🍲 FlowChef 🍲

import spaces
import gradio as gr
import torch
from PIL import Image
import random
import numpy as np
import torch
import os
import json
from datetime import datetime

from pipeline_rf import RectifiedFlowPipeline

# Load the Stable Diffusion Inpainting model
pipe = RectifiedFlowPipeline.from_pretrained("XCLIU/2_rectified_flow_from_sd_1_5", torch_dtype=torch.float32)
pipe.to("cuda")  # Comment this line if GPU is not available

# Function to process the image
@spaces.GPU(duration=20)
def process_image(
    image_layers, prompt, seed, randomize_seed, num_inference_steps,
    max_steps, learning_rate, optimization_steps, inverseproblem, mask_input
):
    image_with_mask = {
        "image": image_layers["background"],
        "mask": image_layers["layers"][0] if mask_input is None else mask_input
    }
    
    # Set seed
    if randomize_seed or seed is None:
        seed = random.randint(0, 2**32 - 1)
    generator = torch.Generator("cuda").manual_seed(int(seed))

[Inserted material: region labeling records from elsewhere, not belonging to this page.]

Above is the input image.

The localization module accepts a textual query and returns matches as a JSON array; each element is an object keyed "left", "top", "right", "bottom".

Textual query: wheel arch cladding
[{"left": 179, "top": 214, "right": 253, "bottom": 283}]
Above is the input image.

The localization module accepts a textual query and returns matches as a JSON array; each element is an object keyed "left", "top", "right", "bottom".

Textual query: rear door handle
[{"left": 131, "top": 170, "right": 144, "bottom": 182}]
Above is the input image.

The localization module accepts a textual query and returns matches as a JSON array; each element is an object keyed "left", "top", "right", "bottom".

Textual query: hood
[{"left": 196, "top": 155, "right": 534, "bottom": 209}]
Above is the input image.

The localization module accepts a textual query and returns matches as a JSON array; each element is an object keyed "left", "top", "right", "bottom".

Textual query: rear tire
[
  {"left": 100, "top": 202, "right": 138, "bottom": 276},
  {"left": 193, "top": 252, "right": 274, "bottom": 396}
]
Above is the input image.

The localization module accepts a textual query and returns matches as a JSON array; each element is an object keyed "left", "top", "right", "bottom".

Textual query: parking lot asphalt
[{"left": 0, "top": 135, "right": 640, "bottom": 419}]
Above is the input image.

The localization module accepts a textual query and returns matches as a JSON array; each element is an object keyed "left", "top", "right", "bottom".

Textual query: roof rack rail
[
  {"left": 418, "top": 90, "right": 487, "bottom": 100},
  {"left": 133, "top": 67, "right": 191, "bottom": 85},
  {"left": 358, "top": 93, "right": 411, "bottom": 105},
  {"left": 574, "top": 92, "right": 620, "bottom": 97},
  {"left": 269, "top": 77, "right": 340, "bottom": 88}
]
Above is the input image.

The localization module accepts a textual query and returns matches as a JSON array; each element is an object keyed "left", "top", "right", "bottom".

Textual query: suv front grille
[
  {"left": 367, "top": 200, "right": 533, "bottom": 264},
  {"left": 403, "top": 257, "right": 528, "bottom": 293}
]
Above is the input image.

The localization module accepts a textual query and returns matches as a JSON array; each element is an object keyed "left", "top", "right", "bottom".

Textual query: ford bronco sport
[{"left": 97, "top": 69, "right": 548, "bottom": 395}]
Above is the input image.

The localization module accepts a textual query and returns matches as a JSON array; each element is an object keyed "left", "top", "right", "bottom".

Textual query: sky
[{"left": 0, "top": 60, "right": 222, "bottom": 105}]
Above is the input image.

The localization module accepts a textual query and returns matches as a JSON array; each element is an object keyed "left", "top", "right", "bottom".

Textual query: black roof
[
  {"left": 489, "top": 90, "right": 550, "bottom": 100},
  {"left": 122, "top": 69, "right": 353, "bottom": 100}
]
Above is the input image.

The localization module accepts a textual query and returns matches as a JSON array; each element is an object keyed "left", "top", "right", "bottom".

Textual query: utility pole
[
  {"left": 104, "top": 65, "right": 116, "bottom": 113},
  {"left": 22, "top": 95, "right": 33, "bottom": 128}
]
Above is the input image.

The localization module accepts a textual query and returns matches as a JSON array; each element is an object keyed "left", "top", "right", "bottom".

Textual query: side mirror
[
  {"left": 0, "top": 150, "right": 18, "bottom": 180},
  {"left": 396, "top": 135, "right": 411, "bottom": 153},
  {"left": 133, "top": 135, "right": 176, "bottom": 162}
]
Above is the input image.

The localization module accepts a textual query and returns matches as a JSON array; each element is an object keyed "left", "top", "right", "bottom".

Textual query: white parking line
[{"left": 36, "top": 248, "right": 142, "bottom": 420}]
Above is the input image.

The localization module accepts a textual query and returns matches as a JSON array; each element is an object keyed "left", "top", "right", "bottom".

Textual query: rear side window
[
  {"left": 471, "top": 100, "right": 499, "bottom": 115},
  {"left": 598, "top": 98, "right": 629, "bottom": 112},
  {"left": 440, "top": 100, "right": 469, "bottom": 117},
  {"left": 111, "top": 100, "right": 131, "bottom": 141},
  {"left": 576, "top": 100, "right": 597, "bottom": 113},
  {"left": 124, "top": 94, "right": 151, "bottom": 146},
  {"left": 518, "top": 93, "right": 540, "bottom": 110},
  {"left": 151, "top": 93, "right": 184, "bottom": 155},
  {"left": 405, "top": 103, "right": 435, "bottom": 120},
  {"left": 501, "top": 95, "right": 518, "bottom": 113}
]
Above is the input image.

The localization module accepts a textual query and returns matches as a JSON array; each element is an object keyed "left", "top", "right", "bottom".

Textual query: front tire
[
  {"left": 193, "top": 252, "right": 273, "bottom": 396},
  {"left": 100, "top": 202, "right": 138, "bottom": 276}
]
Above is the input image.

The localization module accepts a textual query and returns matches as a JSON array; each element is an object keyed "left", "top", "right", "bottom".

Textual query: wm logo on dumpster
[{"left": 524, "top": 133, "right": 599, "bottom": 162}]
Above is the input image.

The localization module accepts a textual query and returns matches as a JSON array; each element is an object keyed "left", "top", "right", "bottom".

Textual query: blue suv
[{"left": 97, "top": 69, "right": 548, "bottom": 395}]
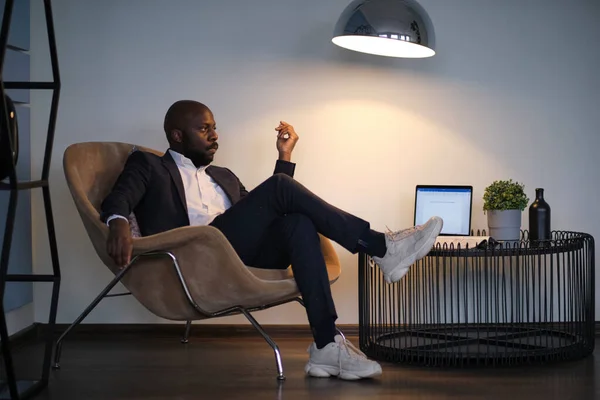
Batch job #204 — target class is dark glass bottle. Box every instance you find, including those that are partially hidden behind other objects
[529,188,552,242]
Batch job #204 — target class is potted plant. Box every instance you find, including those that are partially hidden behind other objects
[483,179,529,240]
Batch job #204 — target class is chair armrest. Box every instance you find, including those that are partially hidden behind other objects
[133,226,233,256]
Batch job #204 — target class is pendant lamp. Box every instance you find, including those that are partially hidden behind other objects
[332,0,435,58]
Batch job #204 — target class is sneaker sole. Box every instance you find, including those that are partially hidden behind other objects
[305,364,381,381]
[384,219,444,283]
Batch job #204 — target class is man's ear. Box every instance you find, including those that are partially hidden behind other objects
[171,129,183,143]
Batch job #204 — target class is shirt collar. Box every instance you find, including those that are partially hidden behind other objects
[169,149,208,171]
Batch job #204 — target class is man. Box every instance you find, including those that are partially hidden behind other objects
[101,100,442,379]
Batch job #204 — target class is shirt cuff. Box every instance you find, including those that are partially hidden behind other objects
[106,214,129,226]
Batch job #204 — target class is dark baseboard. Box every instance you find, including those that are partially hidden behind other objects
[27,323,358,338]
[11,321,600,346]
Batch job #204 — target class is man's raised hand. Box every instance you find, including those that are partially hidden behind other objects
[275,121,298,161]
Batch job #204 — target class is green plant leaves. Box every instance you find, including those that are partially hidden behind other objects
[483,179,529,211]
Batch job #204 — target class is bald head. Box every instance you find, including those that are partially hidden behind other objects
[164,100,211,144]
[164,100,219,167]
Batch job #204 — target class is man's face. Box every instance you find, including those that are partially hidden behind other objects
[181,110,219,167]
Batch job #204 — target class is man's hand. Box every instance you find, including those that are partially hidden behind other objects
[106,218,133,267]
[275,121,298,161]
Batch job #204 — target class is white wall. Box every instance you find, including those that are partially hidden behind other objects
[6,303,33,336]
[31,0,600,324]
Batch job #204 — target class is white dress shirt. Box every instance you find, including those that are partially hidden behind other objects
[169,150,231,225]
[106,149,231,226]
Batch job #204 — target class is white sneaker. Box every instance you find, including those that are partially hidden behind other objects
[304,335,381,380]
[373,217,444,283]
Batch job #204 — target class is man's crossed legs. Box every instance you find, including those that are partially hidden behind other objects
[211,174,442,379]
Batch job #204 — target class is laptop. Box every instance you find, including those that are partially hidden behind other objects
[414,185,490,248]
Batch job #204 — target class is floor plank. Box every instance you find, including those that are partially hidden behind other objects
[5,334,600,400]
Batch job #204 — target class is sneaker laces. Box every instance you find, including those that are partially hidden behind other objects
[385,225,417,242]
[338,331,367,374]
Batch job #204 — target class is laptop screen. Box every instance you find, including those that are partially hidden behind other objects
[415,185,473,236]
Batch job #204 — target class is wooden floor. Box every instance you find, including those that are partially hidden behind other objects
[9,334,600,400]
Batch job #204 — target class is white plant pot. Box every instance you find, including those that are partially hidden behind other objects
[487,209,522,241]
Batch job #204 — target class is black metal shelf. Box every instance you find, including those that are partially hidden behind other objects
[0,179,48,190]
[0,0,61,400]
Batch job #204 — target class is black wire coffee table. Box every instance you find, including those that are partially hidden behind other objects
[359,231,595,366]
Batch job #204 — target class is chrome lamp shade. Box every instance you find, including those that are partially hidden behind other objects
[332,0,435,58]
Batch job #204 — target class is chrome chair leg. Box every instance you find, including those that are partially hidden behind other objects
[181,320,192,344]
[239,308,285,381]
[52,257,137,369]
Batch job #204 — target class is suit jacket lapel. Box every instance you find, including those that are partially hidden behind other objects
[162,151,188,214]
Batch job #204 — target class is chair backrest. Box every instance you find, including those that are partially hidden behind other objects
[63,142,162,272]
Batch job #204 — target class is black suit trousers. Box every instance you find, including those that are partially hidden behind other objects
[211,174,369,333]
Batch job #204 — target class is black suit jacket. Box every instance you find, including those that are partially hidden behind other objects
[100,151,296,236]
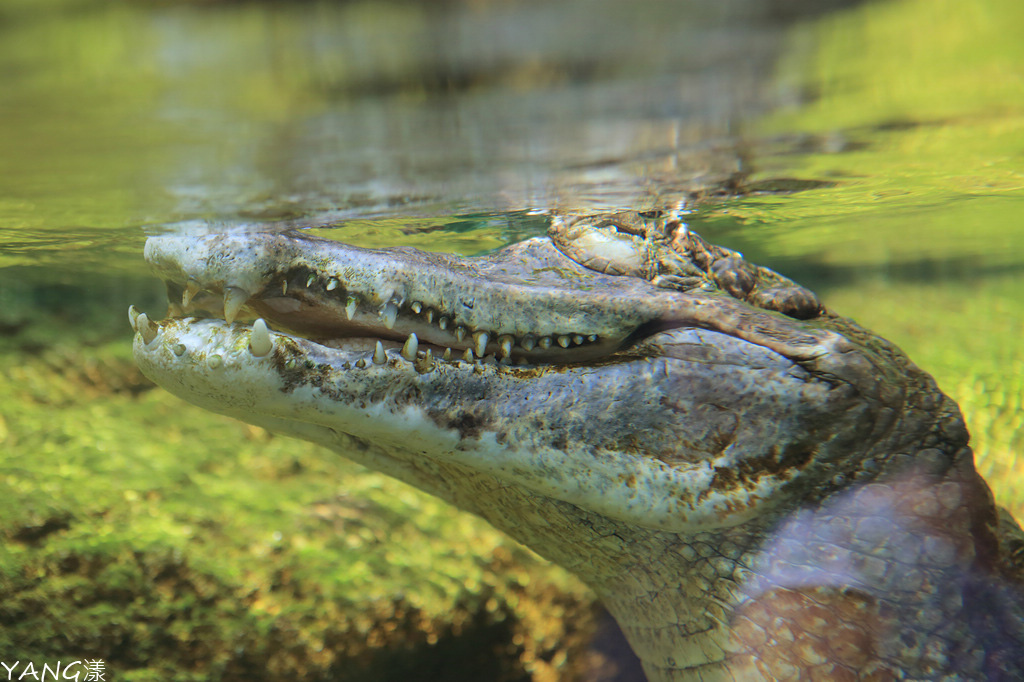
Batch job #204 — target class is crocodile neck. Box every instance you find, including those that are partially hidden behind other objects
[438,391,1024,682]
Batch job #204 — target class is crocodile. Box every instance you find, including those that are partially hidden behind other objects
[129,212,1024,682]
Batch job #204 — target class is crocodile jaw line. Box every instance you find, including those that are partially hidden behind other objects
[133,314,856,531]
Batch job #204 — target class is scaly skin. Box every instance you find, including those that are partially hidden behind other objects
[132,215,1024,682]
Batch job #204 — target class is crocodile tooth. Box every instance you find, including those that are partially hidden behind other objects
[498,334,515,357]
[135,312,157,345]
[181,280,203,306]
[399,334,420,363]
[381,301,398,329]
[249,317,273,357]
[374,341,387,365]
[413,348,434,374]
[224,287,249,325]
[473,332,490,357]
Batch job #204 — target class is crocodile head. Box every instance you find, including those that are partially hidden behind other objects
[130,215,1016,679]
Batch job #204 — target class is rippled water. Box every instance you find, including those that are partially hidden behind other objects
[0,0,1024,675]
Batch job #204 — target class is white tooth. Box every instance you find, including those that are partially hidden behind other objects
[224,287,249,325]
[401,334,420,363]
[498,334,515,357]
[473,332,490,357]
[381,302,398,329]
[249,317,273,357]
[181,280,203,307]
[135,312,157,345]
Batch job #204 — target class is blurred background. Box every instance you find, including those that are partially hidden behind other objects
[0,0,1024,681]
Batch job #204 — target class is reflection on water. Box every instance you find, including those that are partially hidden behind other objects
[0,0,1024,670]
[0,0,864,244]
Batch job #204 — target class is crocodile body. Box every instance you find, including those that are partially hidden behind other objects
[131,214,1024,682]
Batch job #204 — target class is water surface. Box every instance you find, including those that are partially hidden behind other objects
[0,0,1024,679]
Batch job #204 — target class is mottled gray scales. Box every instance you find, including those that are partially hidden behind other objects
[131,213,1024,682]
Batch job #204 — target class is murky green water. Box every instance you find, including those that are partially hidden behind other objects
[0,0,1024,679]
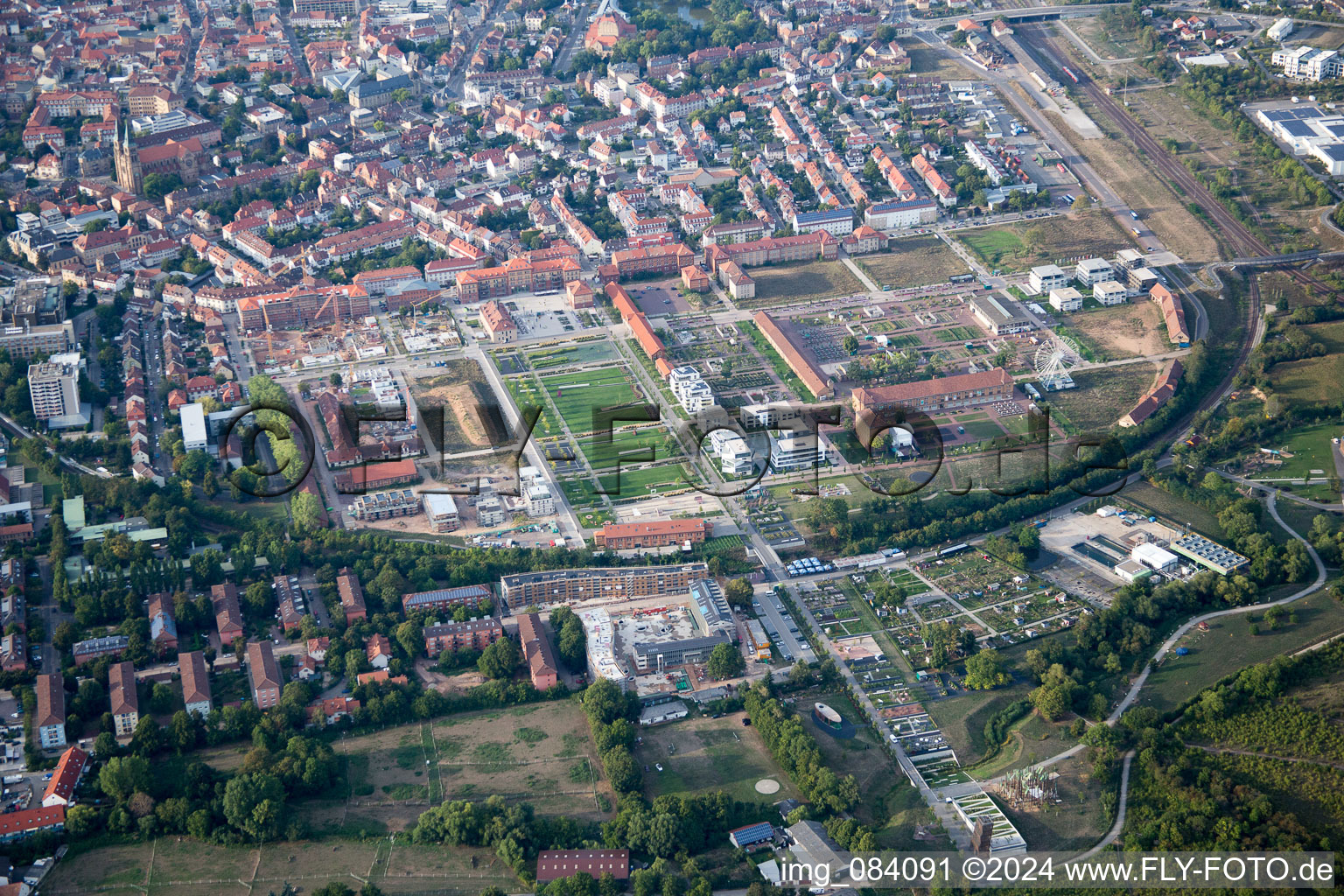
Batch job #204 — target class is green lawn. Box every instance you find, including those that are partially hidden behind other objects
[1256,422,1341,480]
[504,376,561,439]
[579,426,680,470]
[542,367,641,435]
[1140,585,1344,712]
[598,464,699,501]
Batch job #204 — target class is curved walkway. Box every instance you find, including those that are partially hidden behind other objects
[1004,491,1325,861]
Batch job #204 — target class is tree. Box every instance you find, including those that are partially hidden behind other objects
[476,638,523,678]
[704,642,747,678]
[225,773,285,843]
[289,492,323,529]
[965,650,1012,690]
[98,756,150,802]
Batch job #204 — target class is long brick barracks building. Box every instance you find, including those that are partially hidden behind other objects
[592,520,714,550]
[457,258,582,302]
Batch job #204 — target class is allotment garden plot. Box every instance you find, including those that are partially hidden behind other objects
[911,550,1085,646]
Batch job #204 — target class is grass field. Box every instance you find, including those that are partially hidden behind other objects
[957,209,1134,270]
[1129,88,1334,251]
[527,340,620,371]
[1254,422,1340,480]
[738,261,863,308]
[1269,321,1344,404]
[504,376,561,439]
[598,464,699,501]
[1044,361,1157,432]
[1000,751,1111,853]
[579,424,680,470]
[858,235,970,289]
[797,693,943,850]
[1138,588,1344,712]
[634,712,798,803]
[42,836,519,896]
[1119,481,1230,542]
[542,367,641,435]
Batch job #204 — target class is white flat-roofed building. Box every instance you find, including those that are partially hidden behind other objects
[702,430,755,475]
[970,294,1032,336]
[668,366,718,414]
[1129,542,1180,572]
[1028,264,1068,296]
[180,402,210,452]
[527,485,555,516]
[1093,279,1129,304]
[770,431,828,472]
[1074,258,1116,286]
[421,492,462,532]
[28,352,88,424]
[1050,286,1083,313]
[738,402,802,430]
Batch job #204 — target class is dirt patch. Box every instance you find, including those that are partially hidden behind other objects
[422,383,491,447]
[634,712,798,802]
[1065,298,1171,359]
[411,359,508,454]
[855,235,970,289]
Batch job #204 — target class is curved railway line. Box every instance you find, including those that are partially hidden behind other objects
[1018,25,1334,424]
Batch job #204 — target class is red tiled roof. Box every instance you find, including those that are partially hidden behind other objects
[42,747,88,803]
[853,367,1013,410]
[0,806,66,836]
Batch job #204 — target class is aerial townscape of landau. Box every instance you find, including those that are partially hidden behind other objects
[0,0,1344,896]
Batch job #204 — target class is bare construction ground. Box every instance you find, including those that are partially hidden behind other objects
[411,359,507,454]
[1065,297,1172,359]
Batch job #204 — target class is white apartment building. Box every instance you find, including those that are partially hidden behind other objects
[1028,264,1068,296]
[178,402,210,452]
[28,352,83,424]
[668,366,718,414]
[1074,258,1116,286]
[527,485,555,517]
[702,430,755,475]
[1093,279,1129,304]
[1270,47,1344,80]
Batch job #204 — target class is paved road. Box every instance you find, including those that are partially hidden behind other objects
[1035,492,1325,861]
[1070,750,1134,863]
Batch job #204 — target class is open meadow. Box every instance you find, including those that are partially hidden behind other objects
[856,234,970,289]
[738,261,864,308]
[1044,361,1157,432]
[542,367,653,435]
[42,836,519,896]
[634,712,798,803]
[956,209,1134,270]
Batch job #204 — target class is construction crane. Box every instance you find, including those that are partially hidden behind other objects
[256,297,276,364]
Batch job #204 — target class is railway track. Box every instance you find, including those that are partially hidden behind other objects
[1018,25,1334,424]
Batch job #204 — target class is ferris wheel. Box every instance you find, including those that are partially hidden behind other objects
[1032,333,1083,392]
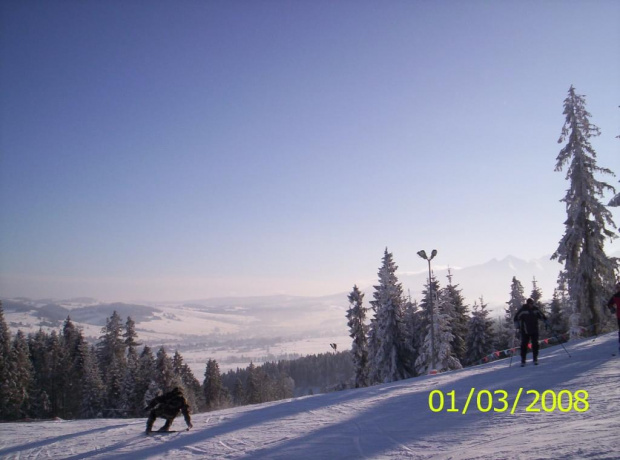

    # Unpack image and mask
    if image_with_mask is None:
        return None, f"❌ Please upload an image and create a mask."
    image = image_with_mask["image"]
    mask = image_with_mask["mask"]

    if image is None or mask is None:
        return None, f"❌ Please ensure both image and mask are provided."

    # Convert images to RGB
    image = image.convert("RGB")
    mask = mask.split()[-1]  # Convert mask to grayscale

    if not prompt:
        prompt = ""
        
    with torch.autocast("cuda"):
        # Placeholder for using advanced parameters in the future
        # Adjust parameters according to advanced settings if applicable
        result = pipe(
            prompt=prompt,
            negative_prompt="",
            input_image=image.resize((512, 512)),
            mask_image=mask.resize((512, 512)),
            num_inference_steps=num_inference_steps,
            guidance_scale=0.0,
            generator=generator,
            save_masked_image=False,
            output_path="test.png",
            learning_rate=learning_rate,
            max_steps=max_steps,
            optimization_steps=optimization_steps,
            inverseproblem=inverseproblem
        ).images[0]
    return result, f"✅ Inpainting completed with seed {seed}."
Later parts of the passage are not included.